From all outside appearances it would seem that yes I am a fanboy. And I will go on record and admit right here that indeed I am. But there’s a reason. Microsoft specializes in making what’s normally difficult in technology easy. Case in point let’s look at Novell Netware. Novell was the king of the Network OS space in the early 90s. Entering the world of Network Administration in 96 meant that I needed to learn Netware…period. And learn it I did. Netware was powerful. You could do a lot with it. Once you learned HOW to do it. 96 was also the year that Microsoft introduced Windows NT 4. And it was the dawn of destruction for Netware. NT4 had a wizard for everything and it was obvious what any given setting would do. It was the release of Windows Server 2000 and Active Directory (Microsoft’s equivalent of Novel Directory Services) that put the nail in the coffin of Netware. Having had experienced the difficulty of installing and configuring NDS I was amazed at how easy Active Directory was to configure.
We geeks pride ourselves on becoming masters over what many fear. And there is a tendency to look down our noses at those who use tools to accomplish what can be done by hand.
- “I never use an HTML designer, I write it by hand.”
- “Visual Debuggers make programmers lazy.”
- “Why do I need a GUI to do the same thing I can do by command prompt.”
All of these arguments basically boil down to “I learned how to do this task the hard way, and so should you.” I do agree to an extent…everyone should learn how to do things manually for those occasions when the tool messes stuff up.

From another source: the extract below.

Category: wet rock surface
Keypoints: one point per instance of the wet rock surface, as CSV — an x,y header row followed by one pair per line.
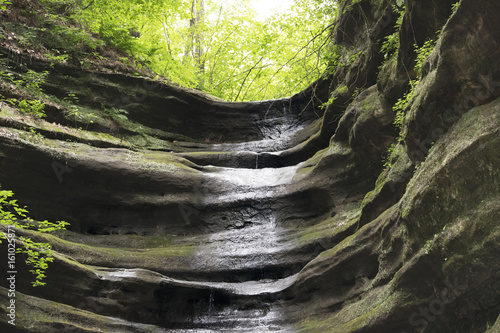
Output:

But why use a scrub-board when there’s a perfectly fine washing machine right there? The reason I like Microsoft’s products is that they simplify difficult tasks so that you can be more productive. From a programming stand point what does that mean? Here are a few examples:
- Instead of mapping objects to a database by hand, I can use EF to do it for me. On the flip side, I still need to understand how it works so that when an error pops up (why isn’t this object that inherits from an abstract class getting mapped to my database) I know how to fix it. For 80% of the scenarios, it just works. For those final 20%, a solid foundation in database design is necessary.
- WCF RIA services lets me pretend that there isn’t a “cloud” between my rich client and my database. Again 80% of the time it will just work. The other 20%, understanding how WCF works, and good SOA design (because there IS a cloud between your rich client and database after all) is helpful.
- Just this week, having never configured a firewall more complex than what comes on my wireless router, I successfully installed Forefront Threat Management Gateway in a 3 Legged Network Configuration, and used it to publish a Remote Desktop Gateway from my internal network. Now I can connect to any machine on my network over RDP without having to VPN in first. (Oh yeah I got the VPN working as well for those times when the Gateway is overloaded.)
These are just a few examples of how Microsoft gets it right. Yes I can take the effort of building my own service framework that exposes my rich server-side model over the web to my Silverlight Client, but that is a detail which doesn’t add value to the product. The sooner you get to solving your customer’s problems the better. Microsoft has excelled at providing solutions that allow me to do just that.